The Food and Drug Administration (FDA) is under enormous pressure from patient interest groups and pharmaceutical companies to approve new medications for rare diseases for which there is currently no available therapy. This is especially true for diseases like Amyotrophic Lateral Sclerosis (ALS - Lou Gehrig’s Disease), where each passing week leaves patients more disabled and closer to death.
The FDA recently approved Relyvrio, a combination of an old generic medication (sodium phenylbutyrate) and a bile acid (taurursodiol) to treat ALS. The approval is based on a small phase 2 trial and came after the FDA reconvened an advisory group that had earlier voted not to recommend approval until the results of a larger study were available. The Institute for Clinical and Economic Review (ICER) said that this drug would be cost-effective at a price of between $9100 and $30,700 per year; the manufacturer has announced that the drug will be priced at $158,000 a year.
Here are links to detailed reports of the FDA’s deliberations on Relyvrio in The Daily Beast and the New Yorker.
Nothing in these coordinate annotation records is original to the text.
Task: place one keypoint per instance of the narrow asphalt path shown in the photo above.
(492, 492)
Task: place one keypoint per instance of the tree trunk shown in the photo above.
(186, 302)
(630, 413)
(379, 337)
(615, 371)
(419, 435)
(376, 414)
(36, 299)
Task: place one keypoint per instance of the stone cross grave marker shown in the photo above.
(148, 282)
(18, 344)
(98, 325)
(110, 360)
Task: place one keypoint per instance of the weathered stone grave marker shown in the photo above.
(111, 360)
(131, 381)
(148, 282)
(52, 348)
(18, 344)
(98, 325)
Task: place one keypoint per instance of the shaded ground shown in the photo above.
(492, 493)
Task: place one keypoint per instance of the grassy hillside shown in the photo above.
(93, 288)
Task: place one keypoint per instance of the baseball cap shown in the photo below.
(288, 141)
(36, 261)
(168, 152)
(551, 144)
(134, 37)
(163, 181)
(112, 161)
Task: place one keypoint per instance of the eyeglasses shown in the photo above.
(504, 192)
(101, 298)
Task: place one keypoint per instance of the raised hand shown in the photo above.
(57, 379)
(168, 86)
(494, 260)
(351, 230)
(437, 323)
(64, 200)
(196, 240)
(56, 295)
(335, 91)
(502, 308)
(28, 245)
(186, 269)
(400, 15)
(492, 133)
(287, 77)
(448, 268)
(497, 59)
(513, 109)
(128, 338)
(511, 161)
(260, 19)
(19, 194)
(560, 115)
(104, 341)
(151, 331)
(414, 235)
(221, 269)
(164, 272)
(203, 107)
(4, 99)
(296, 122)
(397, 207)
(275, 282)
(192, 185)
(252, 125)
Once a drug is approved, it is much harder to recruit volunteers into high quality randomized studies to assess effectiveness, as fewer patients are willing to accept a chance that they will be given placebo. It’s also exceptionally hard to revoke approval of a drug if later studies fail to show benefit, and many pharmaceutical companies that benefited from accelerated approval never completed the required studies. In fact, only 19 of 93 (20%) cancer drugs granted accelerated approval between 1992 and 2017 had completed confirmatory studies that showed survival improvement by 2019. Pharmaceutical companies are able to distribute experimental drugs for diseases that are otherwise untreatable under “compassionate use” rules but are not able to bill for them. After approval, drug distribution is generally restricted to those who have insurance that will pay for the medication, or those who will pay themselves. The FDA is prohibited from considering price when approving a new drug.
Implications for employers:
- Although we are all eager to have innovative new drugs for previously untreatable disease, premature approval will increase the cost of health care without clear benefit to patients.
- Some PBMs may exclude expensive drugs like Relyvrio from coverage on standard national formularies
- Coverage decisions will be difficult for pharmacy benefit managers and employer sponsored health plans when a drug is approved at a high price without clear benefit.